Change #2: You Can't Be Denied Coverage Because of a Preexisting Condition

In the past, health insurers would often deny coverage to individuals with preexisting health conditions or charge them substantially higher rates than those charged for healthy people. Insurers could, and would, cancel coverage for people who got sick. All of these practices were banned by Obamacare. Health insurers are not allowed to charge higher rates based on the insured's gender or health status, and your insurer can't cancel your insurance if you get sick.

Change #3: You Can Purchase Coverage through an Health Insurance Exchange

Obamacare also revolutionized the way individuals and businesses can purchase health care. It established online health insurance exchanges (also called marketplaces) through which people can shop for the coverage available in their area and then apply online. A majority of states use the federal exchange at www.healthcare.gov; but several have their own state exchanges. You’ll be directed to the appropriate exchange website from the healthcare.gov website.

The health plans available on these exchanges must provide at least the following essential health benefits:

  • ambulatory (“walk in”) patient services
  • emergency services
  • hospitalization
  • maternity/newborn care
  • mental health and substance use disorder services (including behavioral health treatment)
  • prescription drugs
  • rehab and habilitative services/devices
  • lab services
  • preventive/wellness services and chronic disease management
  • pediatric services (including oral and vision care).

There are four levels of coverage available, each of which cover a specified percentage of an individual enrollee's covered benefits:

  • bronze, which covers 60% of covered benefits
  • silver, which covers 70% of covered benefits
  • gold, which covers 80% of covered benefits, and
  • platinum, which covers 90% of covered benefits.
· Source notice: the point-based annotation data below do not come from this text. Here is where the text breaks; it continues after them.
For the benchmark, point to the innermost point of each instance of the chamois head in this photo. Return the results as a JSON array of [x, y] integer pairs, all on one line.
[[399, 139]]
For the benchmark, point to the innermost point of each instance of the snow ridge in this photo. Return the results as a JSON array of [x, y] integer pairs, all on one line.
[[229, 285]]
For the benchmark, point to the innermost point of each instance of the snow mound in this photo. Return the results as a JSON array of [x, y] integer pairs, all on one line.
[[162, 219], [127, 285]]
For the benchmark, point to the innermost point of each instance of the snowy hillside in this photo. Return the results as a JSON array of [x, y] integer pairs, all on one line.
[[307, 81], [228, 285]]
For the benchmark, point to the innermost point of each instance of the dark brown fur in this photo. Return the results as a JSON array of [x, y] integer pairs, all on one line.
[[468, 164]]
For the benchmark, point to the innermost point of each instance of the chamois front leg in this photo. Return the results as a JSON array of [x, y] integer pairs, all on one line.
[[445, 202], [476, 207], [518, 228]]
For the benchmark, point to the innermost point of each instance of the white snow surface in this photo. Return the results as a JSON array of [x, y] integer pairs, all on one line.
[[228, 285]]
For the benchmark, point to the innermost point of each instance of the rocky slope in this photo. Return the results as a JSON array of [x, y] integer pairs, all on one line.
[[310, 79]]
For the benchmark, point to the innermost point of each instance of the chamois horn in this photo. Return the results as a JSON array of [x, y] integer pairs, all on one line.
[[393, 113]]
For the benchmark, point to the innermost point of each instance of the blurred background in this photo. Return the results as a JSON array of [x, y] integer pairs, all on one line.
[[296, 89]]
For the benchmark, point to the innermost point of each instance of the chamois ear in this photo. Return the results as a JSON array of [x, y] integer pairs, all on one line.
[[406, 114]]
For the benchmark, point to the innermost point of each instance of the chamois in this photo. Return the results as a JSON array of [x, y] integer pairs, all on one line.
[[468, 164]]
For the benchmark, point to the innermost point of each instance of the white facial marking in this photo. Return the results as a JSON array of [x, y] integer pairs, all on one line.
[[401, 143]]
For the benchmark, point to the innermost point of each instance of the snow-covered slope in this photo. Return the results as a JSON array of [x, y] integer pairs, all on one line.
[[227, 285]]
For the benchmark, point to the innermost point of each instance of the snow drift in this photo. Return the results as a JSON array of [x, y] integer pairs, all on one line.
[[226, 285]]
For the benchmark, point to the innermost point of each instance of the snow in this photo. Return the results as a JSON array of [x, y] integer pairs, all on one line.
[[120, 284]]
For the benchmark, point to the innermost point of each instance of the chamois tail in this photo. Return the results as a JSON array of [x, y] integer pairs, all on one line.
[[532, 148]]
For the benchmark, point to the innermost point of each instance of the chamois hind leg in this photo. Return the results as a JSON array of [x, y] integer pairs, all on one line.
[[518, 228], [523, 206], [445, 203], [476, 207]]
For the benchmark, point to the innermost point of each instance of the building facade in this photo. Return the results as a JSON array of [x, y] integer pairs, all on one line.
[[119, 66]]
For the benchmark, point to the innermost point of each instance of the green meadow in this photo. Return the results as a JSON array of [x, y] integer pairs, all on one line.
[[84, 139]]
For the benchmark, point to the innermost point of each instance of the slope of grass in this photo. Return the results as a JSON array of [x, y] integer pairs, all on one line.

Obamacare also requires that plans cap the maximum out-of-pocket costs for enrollees, based on the out-of-pocket limits in high-deductible plans that are eligible to be paired with a Health Savings Account. Thus, for example, a single person with a silver plan that covers 70% of expenses must pay 30% of covered expenses out of his or her own pocket through some combination of deductibles, copays, and coinsurance, up to a maximum of no more than $6,550 per year in 2016.

You may purchase health insurance through your state health exchange only during the annual open enrollment period. For 2016, this was November 1, 2015 through January 31, 2016. After the open enrollment period ends, you may obtain coverage only if you have a life change that gives you a special enrollment period—for example, you move, lose your health insurance, get married or divorced, or have a baby. You can also get Obamacare coverage anytime you qualify for Medicaid in your state.

Change #4: Health Insurance Tax Credits Are Available for Low-Income People

Health insurance is available to all self-employed individuals through the state exchanges. However, it won't necessarily by cheap. To help lower income people obtain coverage, Obamacare includes a premium assistance credit for those who purchase health insurance from a state exchange. This credit is usually paid directly to health insurers by the federal government. The credit is available for those whose income is between 100% and 400% of the federal poverty line. Based on 2016 poverty levels, the credit phases out at $47,080 for individuals and $97,000 for a family of four. The most that families buying coverage in an insurance exchange would have to pay towards a health insurance premium would range from 3.0% of income at 133% of poverty to 9.5% of income at 400% of poverty.

This credit can be substantial--for example, a 50 year old single person earning $30,000 per year could qualify for an annual credit of almost $4,000 to help pay for silver plan coverage. You can obtain an estimate of the credit you could qualify at the Kaiser Health Reform Subsidy Calculator.